Section: Scientific Foundations
Statistical modeling and machine learning for image analysis
We are interested in learning and statistics mainly as technologies for attacking difficult vision problems, so we take an eclectic approach, using a broad spectrum of techniques ranging from classical statistical generative and discriminative models to modern kernel, margin and boosting based approaches. Hereafter we enumerate a set of approaches that address some problems encountered in this context.
Parameter-rich models and limited training data are the norm in vision, so overfitting needs to be estimated by cross-validation, information criteria or capacity bounds and controlled by regularization, model and feature selection.
Visual descriptors tend to be high dimensional and redundant, so we often preprocess data to reduce it to more manageable terms using dimensionality reduction techniques including PCA and its non-linear variants, latent structure methods such as Probabilistic Latent Semantic Analysis (PLSA) and Latent Dirichlet Allocation (LDA), and manifold methods such as Isomap/LLE.
To capture the shapes of complex probability distributions over high dimensional descriptor spaces, we either fit mixture models and similar structured semi-parametric probability models, or reduce them to histograms using vector quantization techniques such as K-means or latent semantic structure models.
Missing data is common owing to unknown class labels, feature detection failures, occlusions and intra-class variability, so we need to use data completion techniques based on variational methods, belief propagation or MCMC sampling.

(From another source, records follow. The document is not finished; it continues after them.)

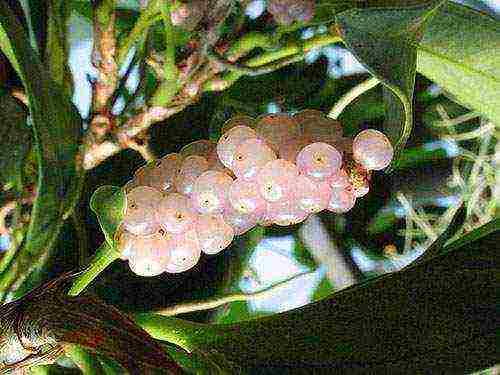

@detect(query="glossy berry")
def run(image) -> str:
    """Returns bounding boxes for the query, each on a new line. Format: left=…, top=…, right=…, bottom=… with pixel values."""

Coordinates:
left=165, top=229, right=201, bottom=273
left=256, top=159, right=298, bottom=202
left=296, top=142, right=342, bottom=180
left=295, top=175, right=331, bottom=213
left=145, top=153, right=182, bottom=193
left=232, top=138, right=277, bottom=180
left=180, top=140, right=215, bottom=159
left=254, top=113, right=301, bottom=153
left=266, top=198, right=308, bottom=226
left=228, top=177, right=266, bottom=217
left=221, top=115, right=255, bottom=134
left=352, top=129, right=394, bottom=170
left=123, top=186, right=162, bottom=236
left=217, top=125, right=257, bottom=169
left=223, top=204, right=260, bottom=235
left=127, top=231, right=173, bottom=277
left=267, top=0, right=315, bottom=25
left=327, top=185, right=356, bottom=213
left=174, top=155, right=209, bottom=196
left=156, top=193, right=198, bottom=233
left=196, top=214, right=234, bottom=255
left=191, top=170, right=233, bottom=214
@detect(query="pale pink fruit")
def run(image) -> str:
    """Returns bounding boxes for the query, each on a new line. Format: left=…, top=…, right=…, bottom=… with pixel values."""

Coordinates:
left=207, top=148, right=233, bottom=175
left=278, top=135, right=309, bottom=163
left=352, top=129, right=394, bottom=170
left=116, top=229, right=137, bottom=260
left=256, top=159, right=299, bottom=202
left=191, top=171, right=233, bottom=214
left=196, top=214, right=234, bottom=255
left=232, top=138, right=277, bottom=180
left=173, top=155, right=209, bottom=196
left=165, top=229, right=201, bottom=273
left=217, top=125, right=257, bottom=169
left=145, top=153, right=182, bottom=193
left=123, top=186, right=162, bottom=236
left=294, top=109, right=343, bottom=145
left=254, top=113, right=301, bottom=153
left=327, top=186, right=356, bottom=213
left=127, top=231, right=174, bottom=277
left=223, top=205, right=260, bottom=235
left=221, top=115, right=255, bottom=134
left=156, top=193, right=198, bottom=233
left=228, top=178, right=266, bottom=217
left=296, top=142, right=342, bottom=180
left=266, top=198, right=308, bottom=226
left=295, top=175, right=331, bottom=213
left=329, top=169, right=351, bottom=189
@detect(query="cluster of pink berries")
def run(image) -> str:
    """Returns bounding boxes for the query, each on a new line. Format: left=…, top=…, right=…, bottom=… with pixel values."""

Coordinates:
left=117, top=110, right=394, bottom=276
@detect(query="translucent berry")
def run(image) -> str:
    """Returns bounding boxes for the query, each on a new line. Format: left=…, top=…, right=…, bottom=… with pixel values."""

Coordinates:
left=352, top=129, right=394, bottom=170
left=221, top=115, right=255, bottom=134
left=278, top=135, right=309, bottom=163
left=207, top=148, right=233, bottom=175
left=145, top=153, right=182, bottom=193
left=327, top=185, right=356, bottom=213
left=156, top=193, right=198, bottom=233
left=223, top=205, right=260, bottom=235
left=228, top=178, right=266, bottom=217
left=174, top=155, right=209, bottom=196
left=232, top=138, right=277, bottom=180
left=165, top=229, right=201, bottom=273
left=296, top=142, right=342, bottom=180
left=329, top=169, right=351, bottom=189
left=196, top=214, right=234, bottom=255
left=266, top=198, right=308, bottom=226
left=295, top=175, right=331, bottom=213
left=127, top=231, right=174, bottom=277
left=254, top=113, right=301, bottom=153
left=123, top=186, right=162, bottom=236
left=294, top=109, right=343, bottom=145
left=191, top=170, right=233, bottom=214
left=256, top=159, right=298, bottom=202
left=116, top=229, right=137, bottom=260
left=123, top=179, right=141, bottom=194
left=180, top=140, right=215, bottom=159
left=217, top=125, right=257, bottom=169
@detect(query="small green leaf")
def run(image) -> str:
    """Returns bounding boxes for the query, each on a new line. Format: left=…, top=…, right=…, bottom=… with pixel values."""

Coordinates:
left=336, top=0, right=446, bottom=168
left=417, top=3, right=500, bottom=125
left=90, top=185, right=126, bottom=247
left=0, top=90, right=30, bottom=191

Weakly labeled data is also common – for example one may be told that a training image contains an object of some class, but not where the object is in the image – and variants of unsupervised, semi-supervised and co-training are useful for handling this. In general, it is expensive and tedious to label large numbers of training images so less supervised data mining style methods are an area that needs to be developed.
On the discriminative side, machine learning techniques such as Support Vector Machines, Relevance Vector Machines, and Boosting, are used to produce flexible classifiers and regression methods based on visual descriptors.
Visual categories have a rich nested structure, so techniques that handle large numbers of classes and nested classes are especially interesting to us.
Images and videos contain huge amounts of data, so we need to use algorithms suited to large-scale learning problems.